The disk inside the baren takes 40–50 days to create, as the craftsman glues one sheet of paper on the disk each day. The disk must then dry for a year before the baren is assembled. The coil and covering of the baren are woven and formed from parts of the bamboo plant, requiring the skill of a true master. Only one known person in Japan is still making traditional (hon) baren for a living — Hidehiko Goto of the Kikuhide workshop.

==Alternatives==
Large wooden spoons are also used as burnishing tools in printmaking, glass jars with a smooth circular base can also be used for some applications. Low-cost plastic and nylon barens are available from Speedball Art.

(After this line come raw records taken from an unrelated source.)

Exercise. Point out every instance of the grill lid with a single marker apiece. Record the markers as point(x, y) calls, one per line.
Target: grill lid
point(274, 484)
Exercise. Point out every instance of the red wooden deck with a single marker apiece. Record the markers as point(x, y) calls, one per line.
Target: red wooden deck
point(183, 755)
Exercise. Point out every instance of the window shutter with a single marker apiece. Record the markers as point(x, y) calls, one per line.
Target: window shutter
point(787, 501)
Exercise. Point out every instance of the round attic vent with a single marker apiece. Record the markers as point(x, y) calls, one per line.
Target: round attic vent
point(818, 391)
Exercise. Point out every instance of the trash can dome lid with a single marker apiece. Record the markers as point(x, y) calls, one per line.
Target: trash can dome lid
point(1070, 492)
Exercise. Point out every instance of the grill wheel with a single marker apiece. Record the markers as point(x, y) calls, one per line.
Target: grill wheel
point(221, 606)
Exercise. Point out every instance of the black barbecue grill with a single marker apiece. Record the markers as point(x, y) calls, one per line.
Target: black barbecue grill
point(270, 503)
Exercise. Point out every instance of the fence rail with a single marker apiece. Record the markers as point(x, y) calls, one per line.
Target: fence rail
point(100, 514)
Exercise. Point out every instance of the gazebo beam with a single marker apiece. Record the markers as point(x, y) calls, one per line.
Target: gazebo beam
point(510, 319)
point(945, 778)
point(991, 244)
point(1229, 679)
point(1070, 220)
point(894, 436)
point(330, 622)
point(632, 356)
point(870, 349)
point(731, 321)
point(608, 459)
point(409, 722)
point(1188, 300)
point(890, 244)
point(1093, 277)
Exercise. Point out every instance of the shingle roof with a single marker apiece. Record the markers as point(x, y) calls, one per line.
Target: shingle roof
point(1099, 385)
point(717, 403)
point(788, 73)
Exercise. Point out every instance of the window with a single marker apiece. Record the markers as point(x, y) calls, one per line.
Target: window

Some newer barens are similar in shape to the traditional one with small metal ball bearings embedded in the bottom surface that generate the high point contact pressures (supplied by the braided cord) and have the low friction (offered by the bamboo leaf covering) of a traditional baren.

Another interesting baren is one developed by Professor Seishi Ozakus and made from a bundle of bamboo toothpicks.

Nik Semenoff has developed a palm press that serves as a baren replacement, made with a number of roller bearings alternating on two close spaced shafts in a small hand held mounting. The bearings have negligible friction and the pressures achievable are suitable for some offset lithography printing, though wider spacing of fewer contact points may make it less suited for traditional wood cut printing.